There is narrow window in the first couple of months of TSMC "at risk" production where there is probably a bigger impact of running through a 250-500mm2 dies though might help
To have had time to learn and adjust from the pipe cleaning exercise the bigger die production would have had to start back Jan-March time frame. There isn't much to validate that happened.
The A-series sells in at least one, if not two or more, orders of magnitude higher volume than the bigger M-series die will. The bigger the M-series die the quite likely the bigger of order of magnitude difference. The A-series product line isn't some poor, impoverished product line. For example, $50 A-series processor sells 100M units then a 15% cut of that is $750M . A $350 M-series processor sells 10M units , then a 15% cut of that is $525M. There is actually more money in the A-series pot than that particular M unit.
The order of magnitude gap in units sold is that would need a processor up in the $1,000 range to make a difference.
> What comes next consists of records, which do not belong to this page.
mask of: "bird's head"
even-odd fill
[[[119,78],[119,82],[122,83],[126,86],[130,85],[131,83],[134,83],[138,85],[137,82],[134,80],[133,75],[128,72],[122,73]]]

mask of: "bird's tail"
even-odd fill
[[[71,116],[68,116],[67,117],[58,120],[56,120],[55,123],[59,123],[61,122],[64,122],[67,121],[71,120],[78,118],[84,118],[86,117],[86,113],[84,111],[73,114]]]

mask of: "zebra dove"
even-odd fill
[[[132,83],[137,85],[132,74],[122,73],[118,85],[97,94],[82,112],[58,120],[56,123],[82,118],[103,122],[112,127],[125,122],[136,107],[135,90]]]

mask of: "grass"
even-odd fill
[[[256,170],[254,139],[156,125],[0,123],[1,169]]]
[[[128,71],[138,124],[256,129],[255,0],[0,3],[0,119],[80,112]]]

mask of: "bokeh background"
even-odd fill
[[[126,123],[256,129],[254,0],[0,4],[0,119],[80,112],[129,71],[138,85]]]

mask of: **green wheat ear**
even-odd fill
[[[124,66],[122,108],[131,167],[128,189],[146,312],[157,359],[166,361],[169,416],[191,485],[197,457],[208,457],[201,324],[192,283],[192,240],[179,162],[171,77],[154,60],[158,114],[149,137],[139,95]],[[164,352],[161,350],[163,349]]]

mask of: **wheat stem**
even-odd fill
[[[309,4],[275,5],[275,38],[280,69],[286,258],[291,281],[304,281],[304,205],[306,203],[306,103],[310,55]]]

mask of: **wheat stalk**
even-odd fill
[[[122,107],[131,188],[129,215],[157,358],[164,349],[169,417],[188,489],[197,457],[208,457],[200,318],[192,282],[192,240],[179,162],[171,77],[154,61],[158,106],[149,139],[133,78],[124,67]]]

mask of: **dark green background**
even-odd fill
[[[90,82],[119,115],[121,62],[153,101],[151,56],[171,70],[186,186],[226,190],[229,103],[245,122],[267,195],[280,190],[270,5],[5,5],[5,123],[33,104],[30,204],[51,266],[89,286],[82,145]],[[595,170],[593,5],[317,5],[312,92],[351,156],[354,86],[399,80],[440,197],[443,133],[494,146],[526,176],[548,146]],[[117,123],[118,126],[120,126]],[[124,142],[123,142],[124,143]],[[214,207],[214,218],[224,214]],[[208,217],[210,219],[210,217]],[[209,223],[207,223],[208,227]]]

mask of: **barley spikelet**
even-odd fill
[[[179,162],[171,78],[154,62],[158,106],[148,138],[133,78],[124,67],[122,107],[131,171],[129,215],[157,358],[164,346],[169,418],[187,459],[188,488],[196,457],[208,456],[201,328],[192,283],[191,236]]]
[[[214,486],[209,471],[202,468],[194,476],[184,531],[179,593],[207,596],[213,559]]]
The vast majority of the Mac line up doesn't support that kind of price just for the main SoC die.
for a company like AMD that doesn't have a "mega scale" volume product to lean on would shifting costs onto a relativey very low run , very high mark up product make sense. Sure. For Apple... not really. Apple has die volume that the AMD of 10 years ago had wet dreams about.
As to the planning of the SoC design vs product placements, only Apple really knows. We’re just having fun here speculating ?.
At the moment, we’re probably conditioned by past releases and revenue share and assume iPhones will have priority over Macs. Well, Apple is rather well known to not follow traditional playbook.
Anyway, kind of disappointed tho. that no Apple Silicon Macs were announced today. Oh well.